On se souvient que par un arrêt rendu le 15 décembre 2021, la Cour de cassation renvoyait au Conseil constitutionnel une question prioritaire de constitutionnalité concernant les dispositions de l’article L.16-B du Livre des Procédures Fiscales (LPF), en ce qu’elles prévoient la possibilité, pour l’administration fiscale, de saisir des données stockées en dehors des lieux autorisés par le juge des libertés et de la détention (JLD), et appartenant à des tiers à la procédure, en l’absence d’autorisation judiciaire spéciale et de recours effectif.

L’article L.450-4 du Code de commerce, issu de l’ordonnance n° 2021-649 du 26 mai 2021, transposant la loi dite « DDADUE » [1], offre, en des termes identiques, les mêmes prérogatives aux agents des services d’instruction de l’Autorité de la concurrence.

Les requérants considéraient ces dispositions contraires au droit au respect de la vie privée et au droit à un recours juridictionnel effectif, dans la mesure où elles permettent au JLD d’autoriser les agents de l’administration à visiter les lieux depuis lesquels des pièces et documents, se rapportant aux agissements reprochés, sont susceptibles d’être accessibles ou disponibles, y compris les données informatiques stockées à l’extérieur des lieux dans lesquels la visite est autorisée.

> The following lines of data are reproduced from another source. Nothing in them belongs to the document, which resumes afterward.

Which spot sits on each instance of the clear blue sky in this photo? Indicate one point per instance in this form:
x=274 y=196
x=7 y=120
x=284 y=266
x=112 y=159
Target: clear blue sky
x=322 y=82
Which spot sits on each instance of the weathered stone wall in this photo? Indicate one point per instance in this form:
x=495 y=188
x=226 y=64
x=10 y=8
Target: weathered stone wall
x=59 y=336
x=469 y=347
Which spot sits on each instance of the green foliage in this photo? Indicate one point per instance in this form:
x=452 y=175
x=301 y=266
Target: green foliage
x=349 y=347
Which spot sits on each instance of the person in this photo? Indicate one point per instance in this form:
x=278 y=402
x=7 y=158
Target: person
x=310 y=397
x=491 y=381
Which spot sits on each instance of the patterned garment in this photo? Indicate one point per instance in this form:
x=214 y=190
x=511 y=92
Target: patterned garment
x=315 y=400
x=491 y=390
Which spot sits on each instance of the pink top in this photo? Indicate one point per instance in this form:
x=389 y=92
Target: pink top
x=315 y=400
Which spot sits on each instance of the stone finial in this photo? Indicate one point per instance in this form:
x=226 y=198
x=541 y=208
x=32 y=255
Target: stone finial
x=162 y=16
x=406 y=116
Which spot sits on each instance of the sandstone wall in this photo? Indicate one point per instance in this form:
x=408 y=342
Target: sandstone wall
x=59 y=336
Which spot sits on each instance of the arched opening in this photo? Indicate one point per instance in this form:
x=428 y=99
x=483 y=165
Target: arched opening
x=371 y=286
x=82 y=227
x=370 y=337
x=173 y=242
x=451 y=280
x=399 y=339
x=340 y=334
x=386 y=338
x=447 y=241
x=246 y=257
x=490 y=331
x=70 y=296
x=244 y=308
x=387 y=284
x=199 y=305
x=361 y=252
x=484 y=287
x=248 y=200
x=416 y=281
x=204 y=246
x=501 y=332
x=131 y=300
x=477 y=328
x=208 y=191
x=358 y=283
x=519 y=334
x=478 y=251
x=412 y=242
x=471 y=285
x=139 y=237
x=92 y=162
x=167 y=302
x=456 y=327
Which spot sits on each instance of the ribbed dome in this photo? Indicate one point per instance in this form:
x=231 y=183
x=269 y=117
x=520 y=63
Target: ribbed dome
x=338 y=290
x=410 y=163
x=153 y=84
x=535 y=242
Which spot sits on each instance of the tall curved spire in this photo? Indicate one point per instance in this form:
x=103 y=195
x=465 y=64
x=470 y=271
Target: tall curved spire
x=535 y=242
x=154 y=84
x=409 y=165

Sur le grief tiré de la méconnaissance du droit au respect de la vie privée

Après avoir rappelé, en premier lieu, l’intention du législateur d’adapter les prérogatives de l’administration (fiscale) à l’informatisation des données et à leurs stockages sur des serveurs informatiques distants dans l’objectif à valeur constitutionnelle de lutte contre la fraude fiscale, le Conseil considère que les dispositions contestées procèdent à une conciliation équilibrée entre cet objectif et le droit au respect de la vie privée, dans la mesure où de telles saisies s’effectuent sous l’autorité du JLD et qu’elles ne peuvent être autorisées qu’à la condition que les documents saisis se rapportent aux agissements frauduleux reprochés.

Sur le grief tiré de la méconnaissance du droit à un recours juridictionnel effectif

Les requérants reprochaient à l’article L.16-B du LPF de ne pas prévoir l’information des tiers à la procédure en cas de saisie d’un document informatique leur appartenant lors d’une visite domiciliaire, de sorte qu’ils seraient privés de la possibilité de contester utilement une telle opération, et donc de leur droit à un recours juridictionnel effectif.

Le Conseil écarte là encore ce grief, considérant que, dans la mesure où toute personne visée par l’ordonnance du JLD et occupant les lieux visités, ayant qualité et intérêt à contester la régularité de la saisie d’un document, peut former un recours à l’encontre de cette ordonnance devant le premier président de la cour d’appel [2] .

Cette décision, adoptée en matière fiscale, devrait également prévaloir en matière de visites et saisies autorisées aux fins d’établissement de pratiques contraires au droit de la concurrence.

Par Mélanie Ravoisier Ranson et Cynthia Picart

[1]Loi n° 2020-1508 du 3 décembre 2020 portant diverses dispositions d’adaptation au droit de l’Union européenne en matière économique et financière.

[2]Dans un délai de 15 jours en matière fiscale, conformément à l’article L.16-B du LPF ; Dans un délai de 10 jours en matière de concurrence, conformément à l’article L.450-4 du Code de commerce.